More than two years after millions of the company’s vehicles across the U.S. and Europe were caught “cheating” on their emissions tests, Volkswagen ex-CEO Martin Winterkorn has been indicted by the U.S. Justice Department for his role in the scandal.

In March, a Detroit federal grand jury charged the former chief executive with one count of conspiracy and three counts of fraud, a fact revealed earlier this week when the indictment was unsealed.

The formal charges run counter to Volkswagen’s longtime insistence that the company’s board members were not involved in the scandal. Instead, they build on an apparent expansive plot by the company to thwart emissions testers and, eventually, cover their tracks—the details of which are only now starting to publicly emerge.

Reports issued last year had Winterkorn presiding over a September 2015 meeting in which it was decided that another top VW executive, Oliver Schmidt, would lie to U.S. regulators about the existence of a program allowing the diesel-powered vehicles to read out much lower pollution levels than they were actually producing. (Winterkorn resigned that same month, while Schmidt was subsequently sentenced to 7 years in prison.)

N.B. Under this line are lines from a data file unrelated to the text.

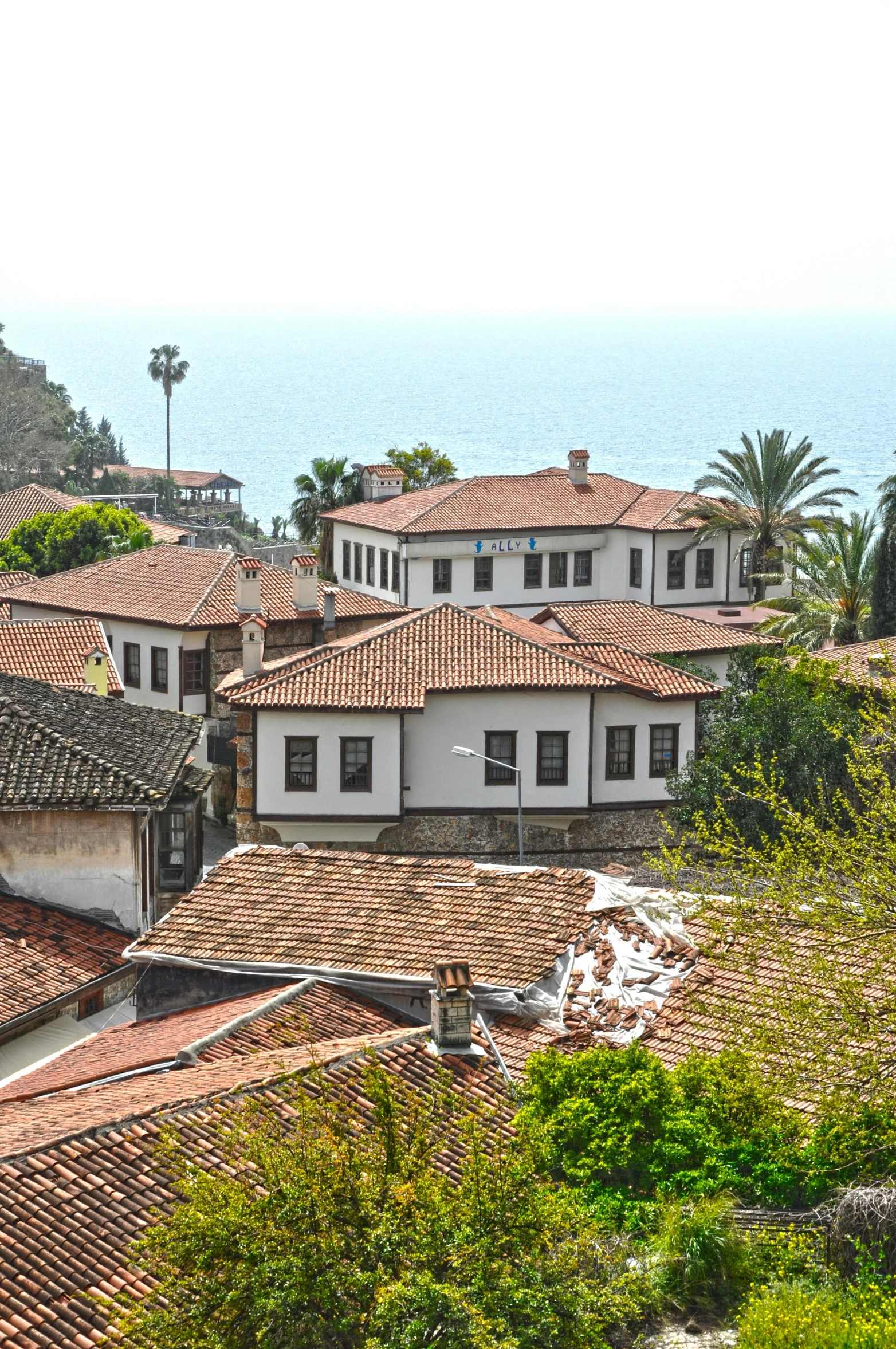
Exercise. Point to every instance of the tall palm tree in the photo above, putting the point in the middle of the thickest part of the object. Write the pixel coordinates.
(833, 579)
(767, 495)
(168, 371)
(327, 487)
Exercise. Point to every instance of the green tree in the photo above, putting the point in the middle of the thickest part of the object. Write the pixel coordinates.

The indictment also alleges that Winterkorn knew about the deceptive software by at least May 2014—more than a year before news of the scandal broke—and details the network of high-powered execs who handled the $30 billion issue.

That total will likely only increase after the most recent indictment, with a guilty verdict on a conspiracy charge adding significant ammunition to any future lawsuits filed against Volkswagen and potentially influencing an ongoing case in which the company’s stakeholders are asking for more than $10 billion in damages

Still, it remains unlikely Winterkorn will see his personal day in court, as he continues to live in Germany, which rarely extradites its citizens. However, the American charges could increase the chance of the ex-CEO being charged in his home country, as German officials are currently participating in a broader investigation of the scandal in Europe.